He was doing fine on Eukanuba, until I started scrutinizing (okay, obsessing over) his coat. It looks a little thin to me. We've had an unusually hot summer and he'd been shedding so much more than usual, so I would imagine that accounts for the thin coat. Probably had absolutely nothing to do with the food.
Still... I started thinking that it could look better and decided to try PP.
So far, so good. He loves it and it seems to agree with him.
I did get a "before" picture of him, so I can look back in a couple months and see if there's a difference.


----------



## MidasMom (Jun 2, 2010)

Well then, looks like the tribe has spoken. All positive things about the Proplan. I am going to give it a whirl and get a bag to start mixing and making the transition. Thanks everyone!


----------



## LifeOfRiley (Nov 2, 2007)

MidasMom said:


> Well then, looks like the tribe has spoken. All positive things about the Proplan. I am going to give it a whirl and get a bag to start mixing and making the transition. Thanks everyone!


LOL. Good luck! 
I'm sure PP doesn't work for every dog, but honestly - I can't think of anyone who has tried it and didn't like the results. There probably are some, but I can't recall any. I've heard nothing but good things about it.


----------



## MarieP (Aug 21, 2011)

I've been looking to possibly switch to PP S&S, and I like hearing all these good things about it. It sounds like it really helps the coat, but how is it for the skin? I think that my pup has some skin allergies as he is always itching. I've been feeding Purina One large breed. I can't afford a grain free food, but I'm thinking this might be a good alternative. Thoughts?

Thanks!


----------



## Florabora22 (Nov 30, 2008)

mlopez said:


> I've been looking to possibly switch to PP S&S, and I like hearing all these good things about it. It sounds like it really helps the coat, but how is it for the skin? I think that my pup has some skin allergies as he is always itching. I've been feeding Purina One large breed. I can't afford a grain free food, but I'm thinking this might be a good alternative. Thoughts?
> 
> Thanks!


The skin allergies could easily be related to the environment. When I was living in Louisiana Flora had terrible itiches during the summer (and this was exacerbated when we had a flea infestation :uhoh and she required prescription antihistamines to help it out.

That said, now that we're out of icky LA she hardly ever itches. Is it due to the food? Maybe! Or it could just be due to the fact that she's no longer living in a swamp. 

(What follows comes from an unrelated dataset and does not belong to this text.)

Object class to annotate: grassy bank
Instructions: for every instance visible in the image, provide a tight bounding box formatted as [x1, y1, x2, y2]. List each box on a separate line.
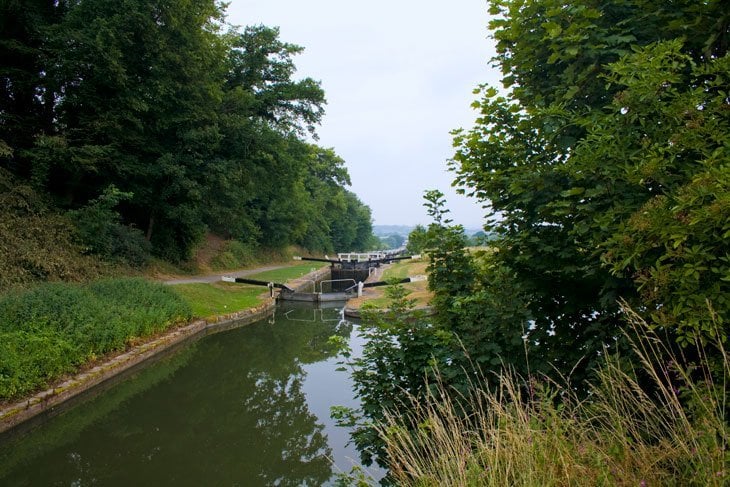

Have you had a vet confirm that your dog's itchiness is a food related situation?


----------



## LifeOfRiley (Nov 2, 2007)

So Riley seems to be one of the few dogs that doesn't do well on this food.
We were almost all the way through our first 18lb bag and he started itching. I was really surprised since we went with the Sensitive Skin formula, but he was scratching to the point where I kept checking him for fleas. I actually thought his Advantix wasn't working and he had fleas - it was that bad.
We did a real quick transition back to his Eukanuba. Figured I'd rather deal with a couple days of tummy troubles than deal with skin issues if he kept scratching like he was. He's been back on mostly Eukanuba for just two days now and he's already less itchy. I thought it took longer, but he's definitely improving already.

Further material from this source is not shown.